Rivers 2027 is tilting fast towards a new kind of contest, with Dakorinama Alabo George-Kelly now at the centre of the conversation as a seasoned administrator, former Works Commissioner and federal agency chief whose profile speaks directly to roads, delivery and state relevance.

The report that Nyesom Wike has backed him remains unconfirmed, but the political signal is already loud: George is being framed as a serious Rivers option with both local experience and Abuja leverage. 

George’s value in the race is not hard to understand. The State House says he holds a PhD in Construction Management, an MSc in Quantity Surveying and Construction Engineering, and a B.Tech in Quantity Surveying, while also serving as a former commissioner for works in Rivers State.

That combination gives him a rare campaign asset in a state where roads, bridges, drainage, mobility and project supervision are not abstract issues but daily governance demands. 

He also comes with a federal platform. In March 2024, President Bola Tinubu appointed him Director General of the Border Communities Development Agency and said the new DG was expected to discharge his duties with integrity, diligence and dedication in line with the Renewed Hope Agenda.

For Rivers, that matters because a candidate already plugged into a federal development institution can speak credibly about attracting interventions, pressing community needs and strengthening the state’s voice in Abuja. 

That is where the political upside for Rivers State becomes clearer. A George candidacy can be sold as continuity with competence rather than mere succession politics.

Supporters would argue that his record in works administration makes him better positioned to prioritise infrastructure delivery, especially in a state where access roads, coastal connectivity and public works directly affect trade, movement and investment confidence.

His BCDA role also gives the state a potential line of attention to border and riverine communities that often sit at the margins of development planning. 

The wider context is equally important. In March 2025, Rivers, an oil-producing state, was placed under emergency rule after the federal government cited governance breakdown and pipeline vandalisation concerns, and later lifted the emergency in September 2025 after political conditions improved.

That history means any credible Rivers governorship project will be judged through the lens of stability, infrastructure protection and economic continuity. A candidate with a works background and federal exposure will naturally be viewed as someone who can help lower friction around those issues. 
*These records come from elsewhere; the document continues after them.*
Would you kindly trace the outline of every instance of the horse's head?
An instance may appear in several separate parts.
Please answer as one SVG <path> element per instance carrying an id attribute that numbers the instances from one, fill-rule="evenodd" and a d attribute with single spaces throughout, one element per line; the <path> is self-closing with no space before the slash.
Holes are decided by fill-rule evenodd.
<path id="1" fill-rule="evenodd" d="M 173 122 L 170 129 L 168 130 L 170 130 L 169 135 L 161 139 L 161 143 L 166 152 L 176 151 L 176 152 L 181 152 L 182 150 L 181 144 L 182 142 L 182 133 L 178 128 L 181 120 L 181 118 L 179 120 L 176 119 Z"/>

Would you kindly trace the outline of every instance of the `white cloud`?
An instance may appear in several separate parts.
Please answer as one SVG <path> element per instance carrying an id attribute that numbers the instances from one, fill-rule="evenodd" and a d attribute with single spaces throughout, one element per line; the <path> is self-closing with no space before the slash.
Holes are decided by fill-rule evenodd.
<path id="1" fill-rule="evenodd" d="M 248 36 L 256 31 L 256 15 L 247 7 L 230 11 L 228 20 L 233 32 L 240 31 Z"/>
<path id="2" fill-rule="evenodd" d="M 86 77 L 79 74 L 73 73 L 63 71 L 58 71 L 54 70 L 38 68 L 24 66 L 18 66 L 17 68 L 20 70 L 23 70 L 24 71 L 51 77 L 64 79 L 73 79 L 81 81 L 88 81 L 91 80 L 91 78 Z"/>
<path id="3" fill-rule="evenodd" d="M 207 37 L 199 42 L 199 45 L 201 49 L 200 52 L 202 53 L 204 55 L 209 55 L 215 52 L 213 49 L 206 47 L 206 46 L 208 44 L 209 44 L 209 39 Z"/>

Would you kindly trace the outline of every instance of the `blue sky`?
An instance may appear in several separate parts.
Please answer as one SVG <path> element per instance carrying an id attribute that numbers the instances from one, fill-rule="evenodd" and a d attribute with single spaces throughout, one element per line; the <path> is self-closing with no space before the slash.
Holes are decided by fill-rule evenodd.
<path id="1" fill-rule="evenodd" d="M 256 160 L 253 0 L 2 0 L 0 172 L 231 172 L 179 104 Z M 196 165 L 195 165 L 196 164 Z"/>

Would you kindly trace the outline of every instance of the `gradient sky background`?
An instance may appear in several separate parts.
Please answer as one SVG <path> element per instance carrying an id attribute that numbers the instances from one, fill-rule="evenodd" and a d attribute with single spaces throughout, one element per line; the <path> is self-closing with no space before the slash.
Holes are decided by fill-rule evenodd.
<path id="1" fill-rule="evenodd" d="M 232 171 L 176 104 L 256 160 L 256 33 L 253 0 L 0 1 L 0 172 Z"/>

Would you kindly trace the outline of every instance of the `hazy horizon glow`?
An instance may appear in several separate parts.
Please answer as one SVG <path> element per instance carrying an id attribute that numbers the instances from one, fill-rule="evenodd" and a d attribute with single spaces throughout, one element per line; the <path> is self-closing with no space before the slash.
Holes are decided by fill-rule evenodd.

The reported endorsement therefore matters less as a personality headline and more as a signpost for what Rivers voters may be offered in 2027: technocratic competence, access to federal networks and a development narrative built around visible projects.

Even the original Daily Post report noted that the move followed closed door consultations in Port Harcourt and that no official confirmation had been issued at press time, which means the story is still developing.